Bear market
Commonwealth Bank reported that the spot price of coking coal has doubled from $150/tonne to over $300/tonne over the last fortnight.
Clearly that's related to the disruption to supply caused by Queensland's Cyclone Debbie as repairs are carried out.
More fundamentally, the stimulus from China looks to be wearing off, and it appears likely that the sizeable rebound in Australia's commodity price is set to reverse.
Earlier this month the Reserve Bank reported that Australia's Index of Commodity Prices had risen by more than 50 per cent year-on-year.
However, iron ore spot prices have now dropped by 20 per cent since the third week of March, and as such are entering a bear market.
Resources struggle
SQM Research released its Weekly Asking Prices Index figures for Australia's housing markets yesterday.
They reported ongoing increases in Sydney, Melbourne, and Hobart, but no let-up in house price declines in Perth or Darwin.
In Perth the median asking price for houses is now 12.8 per cent lower over the last three years.
Source: SQM Research
In Darwin, where the housing market has followed a very similar trajectory, the equivalent figure is a 14.7 per cent decline.
Source: SQM Research
These are material declines for capital city housing markets, but are chump change compared to what's been playing in out in some of the regional resources towns and cities.

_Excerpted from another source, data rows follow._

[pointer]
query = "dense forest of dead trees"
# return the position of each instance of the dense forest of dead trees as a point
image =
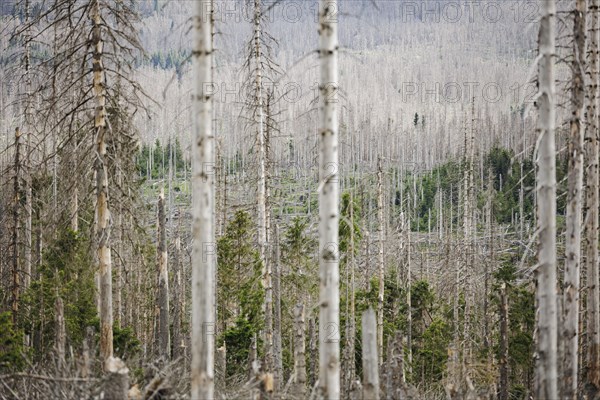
(449, 255)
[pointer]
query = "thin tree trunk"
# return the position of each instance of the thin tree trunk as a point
(574, 208)
(312, 359)
(178, 296)
(370, 359)
(100, 170)
(60, 332)
(380, 260)
(406, 225)
(546, 379)
(503, 392)
(329, 318)
(203, 252)
(592, 204)
(277, 348)
(299, 389)
(163, 280)
(29, 127)
(16, 267)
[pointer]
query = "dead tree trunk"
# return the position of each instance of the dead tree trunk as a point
(329, 318)
(380, 260)
(60, 336)
(203, 252)
(277, 349)
(163, 280)
(177, 299)
(16, 267)
(592, 204)
(570, 334)
(101, 174)
(503, 392)
(312, 359)
(370, 359)
(299, 389)
(546, 369)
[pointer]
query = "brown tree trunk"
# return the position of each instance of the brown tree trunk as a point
(163, 281)
(101, 174)
(16, 267)
(503, 387)
(370, 359)
(299, 389)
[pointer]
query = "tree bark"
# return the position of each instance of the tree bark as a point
(503, 392)
(370, 359)
(277, 348)
(16, 262)
(177, 298)
(592, 204)
(204, 246)
(262, 185)
(100, 170)
(163, 280)
(546, 368)
(380, 259)
(329, 334)
(299, 389)
(60, 333)
(570, 334)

In Gladstone median asking rents have collapsed by about 45 to 55 per cent over the past three years alone for houses and apartments respectively.
Similar outcomes have been seen in any number of locations, from Whyalla and Roxby Downs in South Australia, to Karratha and Port Hedland in Western Australia, and Moranbah and Dsyart in Queensland.
As such, mortgage delinquency rates appear very likely to continue rising in resources regions.